A New Mexico woman has been arrested after causing a crash that killed an officer and a retired firefighter and then lying about having been carjacked.
Jeannine Jaramillo, 46, faces charges including two counts of first-degree murder, authorities said in a news conference Saturday, after initially claiming she was a victim.
The car chase that led to the crash on Interstate 25 near Santa Fe Wednesday took the lives of Officer Robert Duran, 43, and retired firefighter Frank Lovato, 62.
Lovato was driving his personal vehicle and not involved with the pursuit.
Jaramillo initially claimed she had been carjacked at knifepoint, according to authorities. She was taken to a hospital for non-life-threatening injuries then released.
She was arrested Saturday, according to a New Mexico State Police news release, after evidence submitted to a lab Friday showed Jaramillo was the sole driver of the stolen vehicle involved in the crash.
DNA found on the airbag belonged to Jaramillo and evidence showed there had only been one person inside the vehicle at the time of the crash, according to New Mexico State Police.
Search warrant affidavits filed to seek DNA and evidence from Jaramillo’s cellphone said a police officer saw a woman get out of Jaramillo’s car but no other person.
She also faces charges of reckless homicide by vehicle, receiving and transferring a stolen vehicle, and tampering with evidence, according to the Santa Fe District Attorney’s office.

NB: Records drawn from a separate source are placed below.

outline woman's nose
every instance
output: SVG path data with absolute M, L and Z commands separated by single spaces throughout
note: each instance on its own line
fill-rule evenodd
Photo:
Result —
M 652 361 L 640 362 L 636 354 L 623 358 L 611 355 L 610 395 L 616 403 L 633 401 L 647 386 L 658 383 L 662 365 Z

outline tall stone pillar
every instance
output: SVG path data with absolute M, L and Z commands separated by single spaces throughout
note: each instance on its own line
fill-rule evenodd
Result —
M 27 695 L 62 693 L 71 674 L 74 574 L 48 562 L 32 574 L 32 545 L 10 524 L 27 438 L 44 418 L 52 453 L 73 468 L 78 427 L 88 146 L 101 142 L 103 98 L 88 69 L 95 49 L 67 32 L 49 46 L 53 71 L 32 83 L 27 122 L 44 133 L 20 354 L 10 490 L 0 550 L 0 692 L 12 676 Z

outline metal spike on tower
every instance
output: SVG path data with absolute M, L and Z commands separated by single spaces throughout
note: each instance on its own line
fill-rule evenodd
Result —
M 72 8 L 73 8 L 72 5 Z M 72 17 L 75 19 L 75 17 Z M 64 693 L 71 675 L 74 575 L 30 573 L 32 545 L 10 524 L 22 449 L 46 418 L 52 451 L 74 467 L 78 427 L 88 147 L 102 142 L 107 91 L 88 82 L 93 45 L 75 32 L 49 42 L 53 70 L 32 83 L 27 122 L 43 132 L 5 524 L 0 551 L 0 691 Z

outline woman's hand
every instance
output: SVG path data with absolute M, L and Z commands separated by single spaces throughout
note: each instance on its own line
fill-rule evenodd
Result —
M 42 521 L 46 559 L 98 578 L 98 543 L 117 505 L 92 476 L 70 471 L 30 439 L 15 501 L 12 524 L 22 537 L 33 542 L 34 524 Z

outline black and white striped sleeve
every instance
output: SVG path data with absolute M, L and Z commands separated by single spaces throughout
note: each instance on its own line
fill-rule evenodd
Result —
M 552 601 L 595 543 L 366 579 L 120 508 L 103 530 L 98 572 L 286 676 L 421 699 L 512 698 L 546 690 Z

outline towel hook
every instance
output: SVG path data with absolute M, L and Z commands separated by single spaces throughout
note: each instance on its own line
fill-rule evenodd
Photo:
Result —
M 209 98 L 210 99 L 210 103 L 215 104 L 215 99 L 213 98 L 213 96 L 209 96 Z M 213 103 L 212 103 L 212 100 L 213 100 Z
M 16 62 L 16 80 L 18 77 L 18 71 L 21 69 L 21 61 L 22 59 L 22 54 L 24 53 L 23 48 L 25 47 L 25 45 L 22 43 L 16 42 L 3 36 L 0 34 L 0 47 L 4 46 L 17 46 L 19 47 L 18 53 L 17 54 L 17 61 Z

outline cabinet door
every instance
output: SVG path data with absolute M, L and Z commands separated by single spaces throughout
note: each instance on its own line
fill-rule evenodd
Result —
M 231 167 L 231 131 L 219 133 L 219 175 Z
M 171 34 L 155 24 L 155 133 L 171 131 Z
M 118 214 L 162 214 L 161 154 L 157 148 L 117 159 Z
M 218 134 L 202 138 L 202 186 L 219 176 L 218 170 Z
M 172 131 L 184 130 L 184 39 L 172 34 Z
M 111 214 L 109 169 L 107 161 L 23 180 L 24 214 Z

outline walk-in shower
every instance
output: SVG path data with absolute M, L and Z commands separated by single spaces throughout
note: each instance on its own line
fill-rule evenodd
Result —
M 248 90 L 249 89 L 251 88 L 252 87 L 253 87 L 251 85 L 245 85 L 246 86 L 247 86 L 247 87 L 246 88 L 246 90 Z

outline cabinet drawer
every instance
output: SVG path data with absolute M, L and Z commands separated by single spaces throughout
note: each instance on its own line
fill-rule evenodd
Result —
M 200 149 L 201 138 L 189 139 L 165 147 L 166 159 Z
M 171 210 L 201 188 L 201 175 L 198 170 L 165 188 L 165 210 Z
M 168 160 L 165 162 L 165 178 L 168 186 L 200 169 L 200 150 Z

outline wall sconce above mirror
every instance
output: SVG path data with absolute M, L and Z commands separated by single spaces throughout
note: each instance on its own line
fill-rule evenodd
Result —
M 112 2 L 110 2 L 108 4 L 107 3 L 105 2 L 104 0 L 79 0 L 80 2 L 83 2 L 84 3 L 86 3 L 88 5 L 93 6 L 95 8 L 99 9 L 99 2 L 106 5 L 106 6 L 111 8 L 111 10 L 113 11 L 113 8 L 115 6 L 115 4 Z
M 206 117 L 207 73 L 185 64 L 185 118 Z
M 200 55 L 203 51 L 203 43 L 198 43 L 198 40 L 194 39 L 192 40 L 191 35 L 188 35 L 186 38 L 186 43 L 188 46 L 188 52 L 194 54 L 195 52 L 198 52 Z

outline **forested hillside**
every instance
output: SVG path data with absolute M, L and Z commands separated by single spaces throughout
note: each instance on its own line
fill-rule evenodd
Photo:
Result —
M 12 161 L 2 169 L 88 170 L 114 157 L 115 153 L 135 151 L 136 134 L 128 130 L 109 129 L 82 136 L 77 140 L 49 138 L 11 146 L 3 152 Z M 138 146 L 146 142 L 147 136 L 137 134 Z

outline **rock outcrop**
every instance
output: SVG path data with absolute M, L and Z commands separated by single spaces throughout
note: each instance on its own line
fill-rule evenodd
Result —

‘I believe the arrest of Jeannine Jaramillo has made our community safer,’ said Tim Johnson, chief of the New Mexico State Police
‘Her actions put the entire public in danger and took the lives of two dedicated public servants.’
Police had said immediately after the crash they were searching for a suspect described by Jaramillo as a man she’d dated briefly and that he had abducted her from an apartment complex following an argument.
Authorities said her story was ‘suspiciously similar’ to a statement she had given in a September 2021 case, when she reported that a man held her against her will with a knife to her neck and that he hid on the floorboard of the vehicle.
At the time she was charged with receiving a stolen vehicle, aggravated fleeing, and possession of methamphetamine, authorities said.
Court documents show Jaramillo was previously involved in pursuits in Cibola County in September and October.
She had told officers she had been carjacked but no other person was found.
Prosecutors dismissed both cases ‘pending further investigation.’
Jaramillo had said Friday that she was abducted, feared for her life, and didn’t see the man get out of the car after the crash because she blacked out briefly.
‘I crawled out the driver’s side window, I fell to the ground and I looked up and there was the police, and I just ran for my life, and I was screaming, “help me,”‘ Jaramillo said.
‘I’m crying, I was hysterical, I was in shock.’
Jaramillo had said it was wrong to suggest she was alone in the car.
‘I think people should understand that, when you are involved in a situation like that, I don’t think that it is right for them to say things that have their opinion, like that, until they are in a situation like that themselves,’ Jaramillo said.